The center will secure 65 jobs directly, while creating a unique research practicum and technical certification program for Stark State College students to acquire critical experience conducting research, development, and testing of large wind-turbine bearing systems. Joint funding for the project combines more than $6 million invested by Timken; $2.1 million from Ohio's Third Frontier Commission; and a $1.5 million loan from the Ohio Air Quality Development Authority's Advanced Energy Jobs Stimulus Program.

"Stark State College is honored to partner with The Timken Company to advance wind energy research and the development of wind turbine bearing systems," said John O'Donnell, PhD, president of Stark State College. "This partnership will support the development of clean energy academic programs and internships for students. Also, the return on investment is that it will position Ohio as a leader in renewable energy technologies."

As the first research facility of its kind in the Americas, the center will provide vital knowledge for the development of power-transmission component technologies to the industry while training current and future technicians to provide a complete range of services to wind turbine manufacturers and operators.

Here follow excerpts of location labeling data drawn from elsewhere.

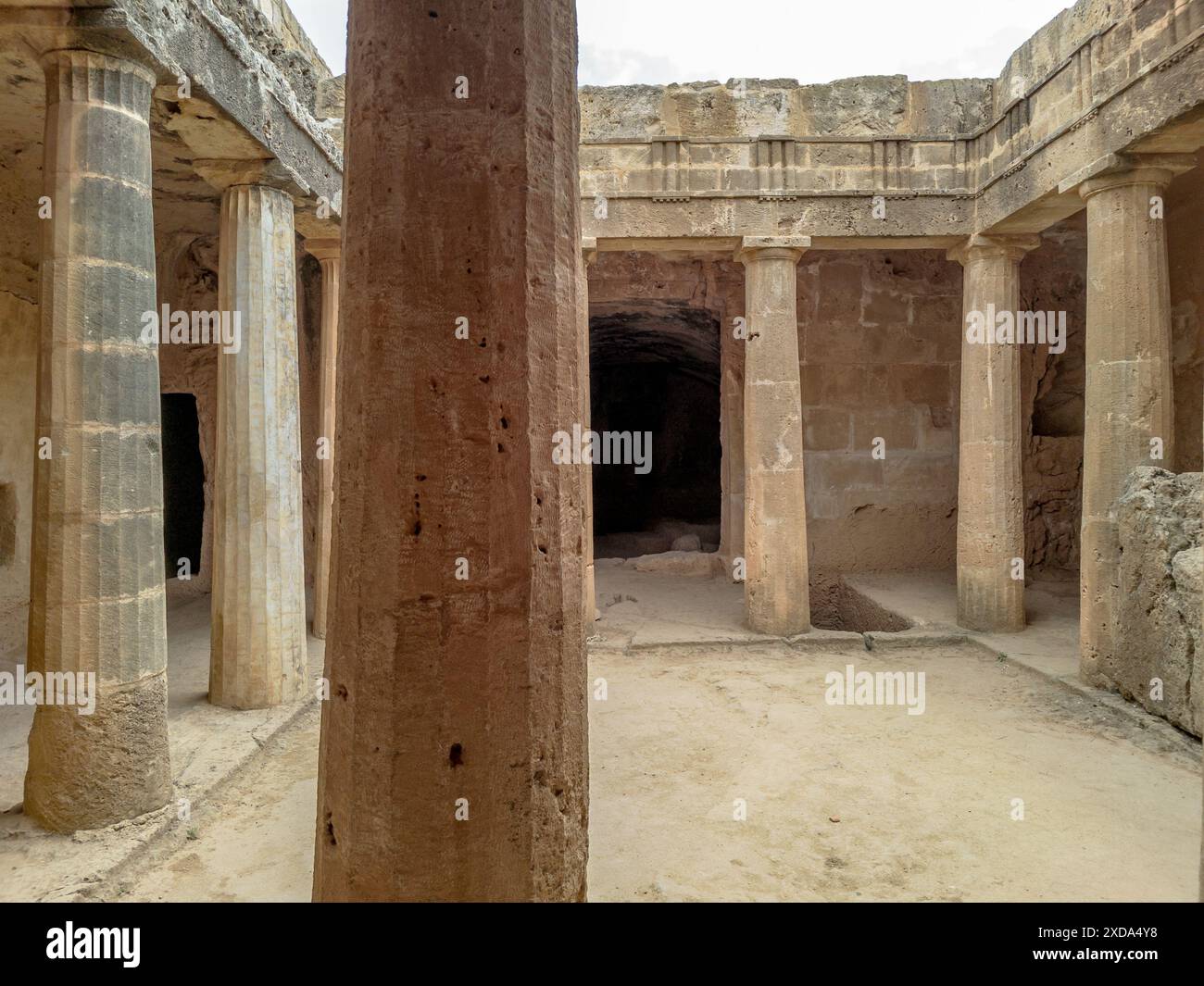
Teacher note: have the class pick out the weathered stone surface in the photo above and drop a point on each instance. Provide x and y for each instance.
(96, 581)
(458, 694)
(259, 650)
(1159, 632)
(1130, 408)
(677, 562)
(990, 492)
(328, 252)
(775, 588)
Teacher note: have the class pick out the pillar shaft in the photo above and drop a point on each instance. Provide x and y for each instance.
(589, 255)
(96, 580)
(257, 637)
(775, 589)
(1128, 389)
(453, 757)
(328, 253)
(731, 400)
(990, 472)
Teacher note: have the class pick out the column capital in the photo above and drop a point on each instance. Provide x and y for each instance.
(771, 248)
(589, 249)
(269, 172)
(324, 247)
(983, 245)
(1120, 170)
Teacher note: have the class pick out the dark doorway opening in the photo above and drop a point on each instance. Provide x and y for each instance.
(654, 368)
(183, 483)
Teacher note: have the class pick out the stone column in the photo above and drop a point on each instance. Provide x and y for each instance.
(96, 577)
(453, 761)
(731, 401)
(257, 636)
(328, 255)
(775, 592)
(1128, 392)
(990, 472)
(589, 255)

"We'll have the resources to validate material and design properties while gleaning invaluable performance data on the mission-critical components working inside very large turbines in dynamic conditions," said Douglas Smith, Timken's senior vice president of technology. "This will help us to create better designs for nature's unpredictable forces to advance the development of more reliable, cost-effective wind power generation."